I feel the game should have scripted mission, the writing is even great sometimes, but a lot of it should’ve been edited out for more freeform “main” activities (that said I think they’re too much in love with their story and cinematic style to do that and that annoys me). With the camp motif, I think there was way to make the game more open-ended, there’s a seed of that in the camp fund systems and all the food/medicine/ammo stuff, but it doesn’t amount to much. In the context of the game being so linear, I feel all those systems become busywork whereas if the game wasn’t this scripted, they could’ve been used to create your main goals.
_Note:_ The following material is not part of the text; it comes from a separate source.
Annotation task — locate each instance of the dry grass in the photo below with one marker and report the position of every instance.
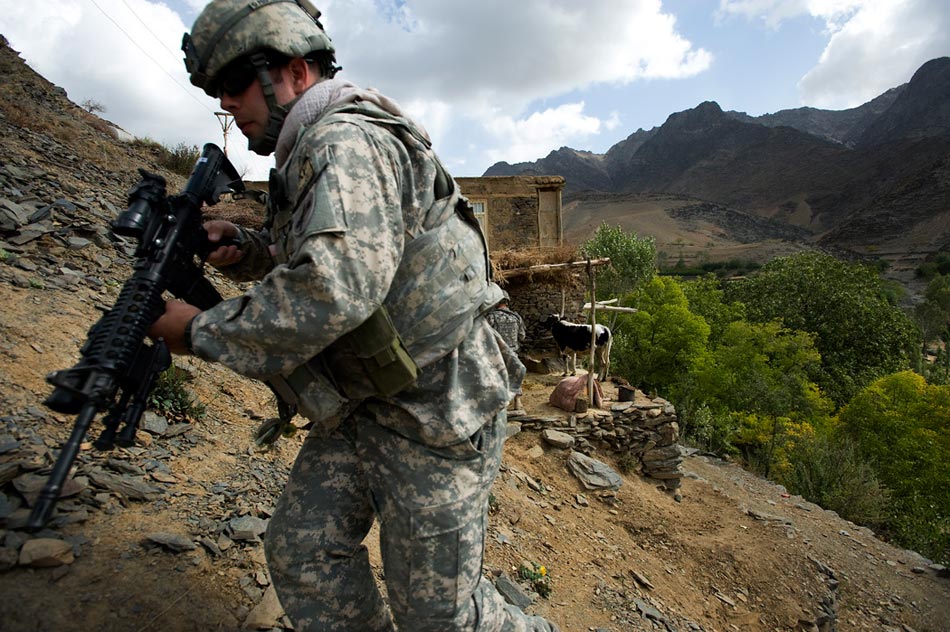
(508, 264)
For a game that has this much work in, it’s super disappointing to me that I’m simply going marker to marker like any other open world game. It’s my favourite open world ever and I love it even as I’m just following waypoints, but I also see it as a massive missed opportunity.
Small sidenote: I took an hour to hunt for three 3-stars rabbits for a challenge and it baffles me that killing those rabbits was a more involved task than killing people. For all the systemic bullshit they added in that game for realism, the killing of other humans is still so videogamey that it feels hypocritical to me. But then maybe I’m expecting too much of big budget games.